Kelly Kountz Photo / Courtesy of Gallatin Valley Land Trust

Senate Finance Committee Condemns Abusive Syndicated Transactions

The Senate Finance Committee has released a long-awaited report that condemns the abusive transactions by a handful of conservation easement syndicators and investors who primarily operate in the southeast portion of the US. The 187-report, released August 25, clearly calls on Congress to take action against the outrageous syndication of conservation easement tax benefits, and the Land Trust Alliance, the Montana Association of Land Trusts and its individual land trust members, and land trusts across the country applaud the report’s findings and also encourage Congress to take swift and certain action against the syndicators and their investors.

For over 40 years Montana land trusts and landowners have partnered to create conservation easements that produce farm and ranch conservation, wildlife habitat protection, open land protection, local economic stability and more, in part through the proper application of the charitable donation aspects within state law, federal law, and traditional  land conservation projects.
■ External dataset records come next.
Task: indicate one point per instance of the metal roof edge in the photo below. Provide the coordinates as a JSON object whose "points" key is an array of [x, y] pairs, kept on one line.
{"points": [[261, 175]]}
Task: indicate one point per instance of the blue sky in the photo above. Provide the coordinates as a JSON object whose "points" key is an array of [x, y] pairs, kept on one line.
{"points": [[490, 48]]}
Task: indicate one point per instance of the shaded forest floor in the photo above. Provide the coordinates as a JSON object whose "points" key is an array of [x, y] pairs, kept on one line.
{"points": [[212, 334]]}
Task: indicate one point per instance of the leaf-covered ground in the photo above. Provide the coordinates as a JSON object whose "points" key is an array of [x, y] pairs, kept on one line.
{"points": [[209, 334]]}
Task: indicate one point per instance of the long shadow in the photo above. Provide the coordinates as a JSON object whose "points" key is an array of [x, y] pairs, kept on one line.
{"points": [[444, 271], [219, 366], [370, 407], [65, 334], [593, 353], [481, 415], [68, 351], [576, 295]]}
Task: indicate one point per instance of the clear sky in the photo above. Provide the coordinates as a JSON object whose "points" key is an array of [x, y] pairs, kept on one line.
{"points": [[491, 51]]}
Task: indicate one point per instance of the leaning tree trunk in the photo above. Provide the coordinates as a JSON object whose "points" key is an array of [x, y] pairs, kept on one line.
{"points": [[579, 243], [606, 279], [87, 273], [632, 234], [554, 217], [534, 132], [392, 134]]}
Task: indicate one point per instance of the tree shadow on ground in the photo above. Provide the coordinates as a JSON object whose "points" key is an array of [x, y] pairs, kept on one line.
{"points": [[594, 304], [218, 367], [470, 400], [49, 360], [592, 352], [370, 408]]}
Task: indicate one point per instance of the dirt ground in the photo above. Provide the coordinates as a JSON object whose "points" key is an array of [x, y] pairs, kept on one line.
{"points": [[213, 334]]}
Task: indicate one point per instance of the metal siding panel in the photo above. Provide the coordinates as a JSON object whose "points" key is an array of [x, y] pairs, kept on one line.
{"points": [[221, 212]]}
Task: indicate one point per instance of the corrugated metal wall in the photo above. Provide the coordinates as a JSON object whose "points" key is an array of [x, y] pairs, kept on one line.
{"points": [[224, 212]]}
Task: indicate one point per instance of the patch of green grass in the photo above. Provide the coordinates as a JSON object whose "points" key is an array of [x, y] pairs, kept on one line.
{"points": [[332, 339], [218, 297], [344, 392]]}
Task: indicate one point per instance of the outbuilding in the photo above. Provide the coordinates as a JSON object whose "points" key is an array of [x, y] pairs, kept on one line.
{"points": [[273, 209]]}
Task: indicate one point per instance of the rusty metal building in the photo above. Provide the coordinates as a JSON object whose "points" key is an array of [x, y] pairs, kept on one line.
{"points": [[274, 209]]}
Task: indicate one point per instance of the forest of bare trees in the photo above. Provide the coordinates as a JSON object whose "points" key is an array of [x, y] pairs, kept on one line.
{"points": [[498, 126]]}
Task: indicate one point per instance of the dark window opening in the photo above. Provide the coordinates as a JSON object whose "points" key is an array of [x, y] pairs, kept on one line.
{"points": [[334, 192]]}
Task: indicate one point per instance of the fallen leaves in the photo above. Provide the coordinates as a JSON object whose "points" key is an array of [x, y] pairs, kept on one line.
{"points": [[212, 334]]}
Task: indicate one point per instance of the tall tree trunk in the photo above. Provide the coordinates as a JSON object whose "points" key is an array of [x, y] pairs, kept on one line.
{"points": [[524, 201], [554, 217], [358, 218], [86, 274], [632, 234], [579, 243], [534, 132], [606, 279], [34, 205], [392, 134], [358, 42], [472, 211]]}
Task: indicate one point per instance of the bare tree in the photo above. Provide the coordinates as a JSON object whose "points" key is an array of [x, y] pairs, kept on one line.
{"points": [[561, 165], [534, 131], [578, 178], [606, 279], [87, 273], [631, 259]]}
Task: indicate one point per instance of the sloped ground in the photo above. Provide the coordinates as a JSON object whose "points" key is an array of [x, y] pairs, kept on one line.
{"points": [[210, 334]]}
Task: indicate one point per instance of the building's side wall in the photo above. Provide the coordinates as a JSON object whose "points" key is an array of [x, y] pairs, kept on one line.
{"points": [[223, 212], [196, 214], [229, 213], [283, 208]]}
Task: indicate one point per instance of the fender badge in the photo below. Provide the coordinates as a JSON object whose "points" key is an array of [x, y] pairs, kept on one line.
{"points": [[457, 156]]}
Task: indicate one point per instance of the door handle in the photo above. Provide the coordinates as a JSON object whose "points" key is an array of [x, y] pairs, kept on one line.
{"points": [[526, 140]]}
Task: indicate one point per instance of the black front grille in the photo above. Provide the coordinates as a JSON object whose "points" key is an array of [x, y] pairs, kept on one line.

No syndicated easements have been completed in Montana.

Syndicators generate easements for profit, abuse the charitable deduction provision, and example after example within the report document the abuse of the tax code to enrich syndicators and their investors.

MALT and the Alliance have worked with Montana Senator Steve Daines on S. 170, legislation pending in the Senate that would end the abusive syndicated transactions.

From the report: …in light of the continued use of these abusive transactions despite the issuance of IRS Notice 2017- 10, the Chairman and Ranking Member believe Congress, the IRS, and Department of the Treasury should take further action to preserve the integrity of the conservation-easement tax deduction.

The report concludes with this: If syndicated conservation-easement transactions continue to exist in the form they have over the past decade, they risk not only depriving the government of billions of dollars of revenue but also degrading the general understanding that our Nation’s tax laws apply equally to us all.